Plusieurs instruments de jardinier s’entassaient dans un coin.

— Voici ce qu’il nous faut pour le moment, reprit Cadet en les montrant du doigt. Il n’y a pas de temps à perdre.

Il saisit une couple de bêches et une barre de fer, puis il descendit l’escalier. Bigot, une lampe dans chaque main, marchait devant en l’éclairant.

Ils revinrent à la chambre de la morte.

— À l’œuvre maintenant ! commanda Cadet ; il faut faire vite et bien ce lugubre travail.

XXI.

Il ôta son gilet, releva, d’un côté, le tapis de la chambre, puis attaqua les dalles de pierres qui formaient le plancher. La première fut vite levée ; une autre suivit, puis une autre encore.

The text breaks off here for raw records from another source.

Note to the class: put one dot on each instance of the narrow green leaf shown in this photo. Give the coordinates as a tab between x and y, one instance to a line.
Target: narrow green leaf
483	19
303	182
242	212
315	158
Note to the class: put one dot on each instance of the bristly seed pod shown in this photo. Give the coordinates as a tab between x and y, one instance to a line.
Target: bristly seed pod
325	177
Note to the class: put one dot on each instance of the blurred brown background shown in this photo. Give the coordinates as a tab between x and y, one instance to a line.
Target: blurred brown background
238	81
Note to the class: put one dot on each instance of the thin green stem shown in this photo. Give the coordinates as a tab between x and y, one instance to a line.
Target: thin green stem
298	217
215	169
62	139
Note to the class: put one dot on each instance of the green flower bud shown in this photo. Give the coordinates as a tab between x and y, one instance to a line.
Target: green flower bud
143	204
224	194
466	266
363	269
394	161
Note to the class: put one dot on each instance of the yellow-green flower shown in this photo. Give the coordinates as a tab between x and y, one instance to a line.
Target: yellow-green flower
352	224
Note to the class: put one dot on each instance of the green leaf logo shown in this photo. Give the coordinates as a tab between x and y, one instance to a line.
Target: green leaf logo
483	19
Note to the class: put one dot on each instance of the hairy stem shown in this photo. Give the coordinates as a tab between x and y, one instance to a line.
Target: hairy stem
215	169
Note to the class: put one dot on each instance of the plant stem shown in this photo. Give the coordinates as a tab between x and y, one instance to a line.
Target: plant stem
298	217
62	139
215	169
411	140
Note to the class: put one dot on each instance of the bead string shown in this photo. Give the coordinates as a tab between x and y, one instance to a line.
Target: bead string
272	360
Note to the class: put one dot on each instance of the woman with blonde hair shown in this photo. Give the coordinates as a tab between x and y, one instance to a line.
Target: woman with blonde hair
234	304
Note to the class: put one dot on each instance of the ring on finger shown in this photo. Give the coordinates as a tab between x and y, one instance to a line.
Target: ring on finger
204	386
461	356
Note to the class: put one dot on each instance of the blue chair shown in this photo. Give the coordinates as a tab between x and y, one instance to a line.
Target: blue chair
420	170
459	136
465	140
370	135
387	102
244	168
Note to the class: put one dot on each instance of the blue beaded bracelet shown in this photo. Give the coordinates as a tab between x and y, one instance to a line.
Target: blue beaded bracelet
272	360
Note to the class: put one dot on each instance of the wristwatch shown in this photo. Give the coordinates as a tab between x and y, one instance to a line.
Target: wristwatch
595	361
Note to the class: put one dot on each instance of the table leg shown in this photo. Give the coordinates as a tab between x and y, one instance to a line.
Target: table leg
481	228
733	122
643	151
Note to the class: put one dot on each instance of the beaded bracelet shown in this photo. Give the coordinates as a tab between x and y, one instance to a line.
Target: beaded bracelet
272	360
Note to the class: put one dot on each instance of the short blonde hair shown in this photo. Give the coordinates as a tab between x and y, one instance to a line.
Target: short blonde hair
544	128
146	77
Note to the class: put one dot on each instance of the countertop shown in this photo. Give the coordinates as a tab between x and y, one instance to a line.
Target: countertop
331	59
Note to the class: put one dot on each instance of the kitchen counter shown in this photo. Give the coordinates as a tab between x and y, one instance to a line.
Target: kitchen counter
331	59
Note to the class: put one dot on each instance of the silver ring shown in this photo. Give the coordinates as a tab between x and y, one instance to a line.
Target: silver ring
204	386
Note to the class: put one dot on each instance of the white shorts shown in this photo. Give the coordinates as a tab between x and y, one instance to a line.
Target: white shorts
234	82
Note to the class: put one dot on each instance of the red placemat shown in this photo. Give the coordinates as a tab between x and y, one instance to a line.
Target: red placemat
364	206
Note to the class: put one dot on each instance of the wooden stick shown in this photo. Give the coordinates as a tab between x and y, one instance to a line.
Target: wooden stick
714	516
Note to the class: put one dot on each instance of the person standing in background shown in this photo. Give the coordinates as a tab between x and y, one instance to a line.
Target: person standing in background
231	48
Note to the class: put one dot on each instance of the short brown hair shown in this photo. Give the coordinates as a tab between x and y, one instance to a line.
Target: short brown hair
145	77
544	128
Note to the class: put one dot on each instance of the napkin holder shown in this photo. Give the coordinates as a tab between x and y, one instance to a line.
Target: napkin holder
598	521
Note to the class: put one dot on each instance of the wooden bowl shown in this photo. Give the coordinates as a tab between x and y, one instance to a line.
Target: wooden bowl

Déjà, sous le parquet tout à l’heure couvert d’un soyeux tapis, se dessinait dans la terre brune la forme d’une tombe.

Bigot regardait comme s’il eut rêvé.

— Non, Cadet ! fit-il tout-à-coup, non, je ne puis creuser sa fosse.

Et il laissa tomber la bêche qu’il venait de prendre.

— C’est bien, Bigot, répondit Cadet, laissez-moi faire. Asseyez-vous, mon vieil ami, je vais la creuser tout seul. Par Dieu ! il est assez curieux de voir le Commissaire Général de la Nouvelle-France accomplir un pareil labeur, et l’Intendant Royal, le surveiller.

Bigot s’assit, et d’un œil morne, il regardait Cadet qui creusait, creusait, sans plus rien dire, le dos courbé, avec une ardeur fiévreuse.

La fosse apparut enfin béante, profonde.

— Cela va faire, dit Cadet.

Et il sauta sur le bord du trou qu’il venait de creuser.

— Le bedeau de Charlesbourg ne lui aurait point préparé un meilleur lit, continua-t-il. Aidez-moi maintenant, Bigot, et couchons-la tout de suite.